在 boost::asio 中使用 udp 套接字的方法是否安全?
所以例如,如果我有这样的代码
socket.async_send(buffer(somedata1),write_handler);
socket.async_send(buffer(somedata2),write_handler);
socket.async_send(buffer(somedata3),write_handler);
socket.async_send(buffer(somedata4),write_handler);
我是否保证这不会失败 - 这意味着在接收端点我将获得 4 个包含 somedata1、somedata2、somedata3、somedata4 的数据包?
不,它肯定不安全,没有任何asio async_* 函数被记录为“即发即弃”。
basic_datagram_socket::async_send缓冲区的 boost asio 引用指出:“虽然缓冲区对象可能会根据需要被复制,但调用者保留底层内存块的所有权,它必须保证它们在调用处理程序之前保持有效。” </p>
如果您需要“一劳永逸”的方法,那么您需要一个类来管理您的连接并为您缓冲数据包。这是一个使用双端队列缓冲数据包的示例:
class Connection : public boost::enable_shared_from_this<Connection>
{
boost::asio::ip::udp::socket socket_;
std::deque<std::vector<char> > tx_queue_;
/// transmit the packet at the head of the queue
void transmit()
{
socket_.async_send(
boost::asio::buffer(&tx_queue_.front()[0], tx_queue_.front().size()),
boost::bind(&Connection::write_callback,
boost::weak_ptr<Connection>(shared_from_this()),
boost::asio::placeholders::error,
boost::asio::placeholders::bytes_transferred));
}
/// The function called whenever a write event is received.
void write_handler(boost::system::error_code const& error,
size_t /* bytes_transferred */)
{
tx_queue_.pop_front();
if (error)
; // handle the error, it may be a disconnect.
else
if (!tx_queue_.empty())
transmit();
}
/// Static callback function.
/// It ensures that the object still exists and the event is valid
/// before calling the write handler.
static void write_callback(boost::weak_ptr<Connection> ptr,
boost::system::error_code const& error,
size_t bytes_transferred)
{
boost::shared_ptr<Connection> pointer(ptr.lock());
if (pointer && (boost::asio::error::operation_aborted != error))

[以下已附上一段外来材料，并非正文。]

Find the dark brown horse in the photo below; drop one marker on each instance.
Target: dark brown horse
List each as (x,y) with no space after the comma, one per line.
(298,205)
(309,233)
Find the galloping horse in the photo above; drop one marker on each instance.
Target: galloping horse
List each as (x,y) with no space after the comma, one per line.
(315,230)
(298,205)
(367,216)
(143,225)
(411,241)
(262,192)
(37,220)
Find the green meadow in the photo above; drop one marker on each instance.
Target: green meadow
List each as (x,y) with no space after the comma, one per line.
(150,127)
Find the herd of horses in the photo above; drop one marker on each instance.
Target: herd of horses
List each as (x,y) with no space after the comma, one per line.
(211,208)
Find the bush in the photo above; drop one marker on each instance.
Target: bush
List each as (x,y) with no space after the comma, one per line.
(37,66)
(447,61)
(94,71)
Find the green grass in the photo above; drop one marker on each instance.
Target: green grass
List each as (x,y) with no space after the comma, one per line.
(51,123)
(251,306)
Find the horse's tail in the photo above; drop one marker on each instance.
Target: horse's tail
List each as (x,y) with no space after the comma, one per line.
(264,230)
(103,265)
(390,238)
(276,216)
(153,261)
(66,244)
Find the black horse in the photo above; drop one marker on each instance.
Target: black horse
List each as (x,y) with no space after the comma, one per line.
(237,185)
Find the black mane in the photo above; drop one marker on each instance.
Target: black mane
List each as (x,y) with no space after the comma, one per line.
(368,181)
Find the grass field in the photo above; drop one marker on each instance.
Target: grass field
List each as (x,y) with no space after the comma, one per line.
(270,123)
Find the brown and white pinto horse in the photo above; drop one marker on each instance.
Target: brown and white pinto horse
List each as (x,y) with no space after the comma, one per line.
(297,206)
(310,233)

pointer->write_handler(error, bytes_transferred);
}
/// Private constructor to enusure the class is created as a shared_ptr.
explicit Connection(boost::asio::io_service& io_service) :
socket_(io_service),
tx_queue_()
{}
public:
/// Factory method to create an instance of this class.
static boost::shared_ptr<Connection> create(boost::asio::io_service& io_service)
{ return boost::shared_ptr<Connection>(new Connection(io_service)); }
/// Destructor, closes the socket to cancel the write callback
/// (by calling it with error = boost::asio::error::operation_aborted)
/// and free the weak_ptr held by the call to bind in the transmit function.
~Connection()
{ socket_.close(); }
/// add the packet to the end of the queue and send it ASAP.
#if defined(BOOST_ASIO_HAS_MOVE)
void send(std::vector<char>&& packet)
#else
void send(const std::vector<char>& packet)
#endif
{
bool queue_empty(tx_queue_.empty());
tx_queue_.push_back(packet);
if (queue_empty)
transmit();
}
};
没有保证仅仅是因为底层协议没有保证。
只要提供给缓冲区的底层内存在socket.async_send()调用处理程序之前保持有效,并且没有其他线程对 进行并发调用socket,那么 的条件socket.async_send()就已经满足并且它应该是安全的。
对于实现细节,basic_datagram_socket::async_send()将让其服务创建单个非组合操作(reactive_socket_send_op或win_iocp_socket_send_op)。然后服务将reactor启动操作。一些反应器实现可能会尝试立即运行操作;否则,该操作将根据操作类型(读取或写入)添加到特定于套接字文件描述符的队列中。操作队列允许对给定文件描述符进行多个未完成的读取或写入操作。